Como já disse o saudoso Geraldo Filme, “…quem nunca viu o samba amanhecer, vai no Bixiga pra ver…”

Porque pra ver o samba, hoje, tem que ir atrás, fuçar por debaixo das cobertas, dos tapetes, atrás das portas, subir escadas pra olhar atrás dos muros da cidade e aí, sim!, a gente encontra o que se pode, sem medo, chamar de samba. O que a gente vê por aí, escancarado nas mídias, movendo multidões, e até mesmo guiando a massa, não é samba. Como sol de primavera, que não esquenta, nem esfria. Como carne de soja: que não é carne, nem soja.

O que se vê por aí é uma meleca sonorizada com batuque e óculos escuro. Não é samba.

O que se vê por aí são moedinhas gritando e chorando enlouquecidas por uma corrente de ouro maciço.

Uma pena.

E é uma pena porque toda a história se esvai e o povo paulista – que por natureza tem memória curta – perde sua essência, sua cultura e também seu futuro. Perde o futuro porque perde a referência, os ensinamentos deixam de ter valor pois o que vale mais é o dinheiro. Saber que tem gente apagando as raízes do samba em prol da vendagem de cedê, por status, por fama é extremamente desanimador.

Porque ver o carnaval hoje, pela tevê, não é, de fato, ver carnaval.
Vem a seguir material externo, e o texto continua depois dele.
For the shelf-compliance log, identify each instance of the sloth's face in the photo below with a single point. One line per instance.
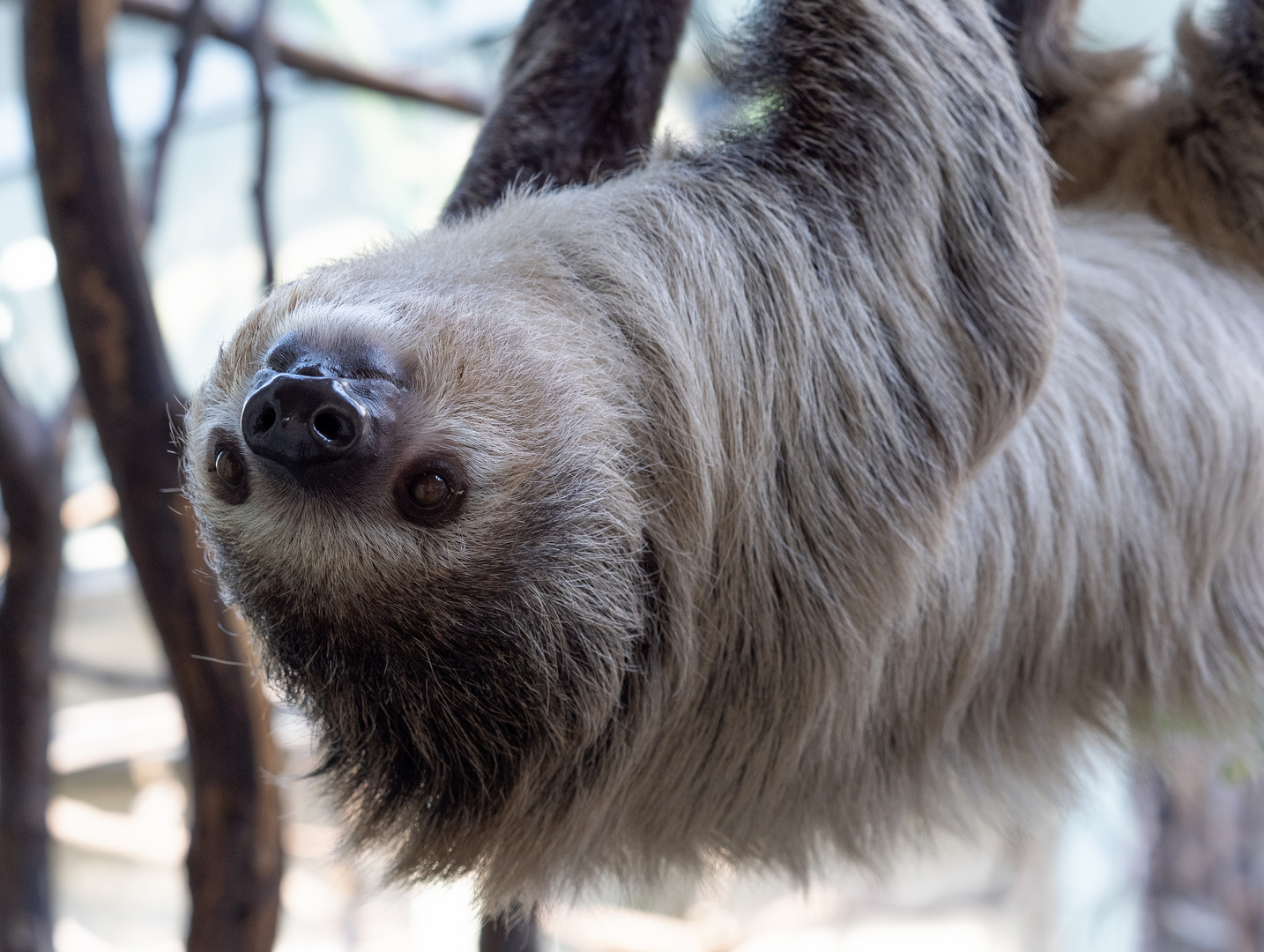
(424, 506)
É ver mídia manipuladora em ação, é pedir para ser vendado, é querer fingir que não se é povo, que tudo vai ficar bem, que está tudo bem. Ver desfile de carnaval pela tevê é quase como ir pra uma boate de striptease, é ter motivo para masturbação instantânea, é ser inundado pelo sexo sem nem ter pedido um vinho antes.

Mas quando desligo a telinha, saio na rua e vejo uma roda de samba relembrando os velhos mestres, exaltando os novos mestres e levando adiante o que o samba é por natureza, ou quando sinto o bumbo bater forte no desfile de rua, arrecadando gente pra folia, pulando  por pular, aí sim!, é estimulante. Sempre dá vontade de sorrir, de cantar aos quatro cantos o que é pagode pra valer, o que faz o coração pulsar, o que é a cultura do povo.

Pode ser no Bixiga, na Brasilândia, na Madalena, Santo Amaro ou no Parque São Lucas. samba se vê na palma da mão, na ponta do pé.

** Publicado originalmente em Vida a Sete Chaves.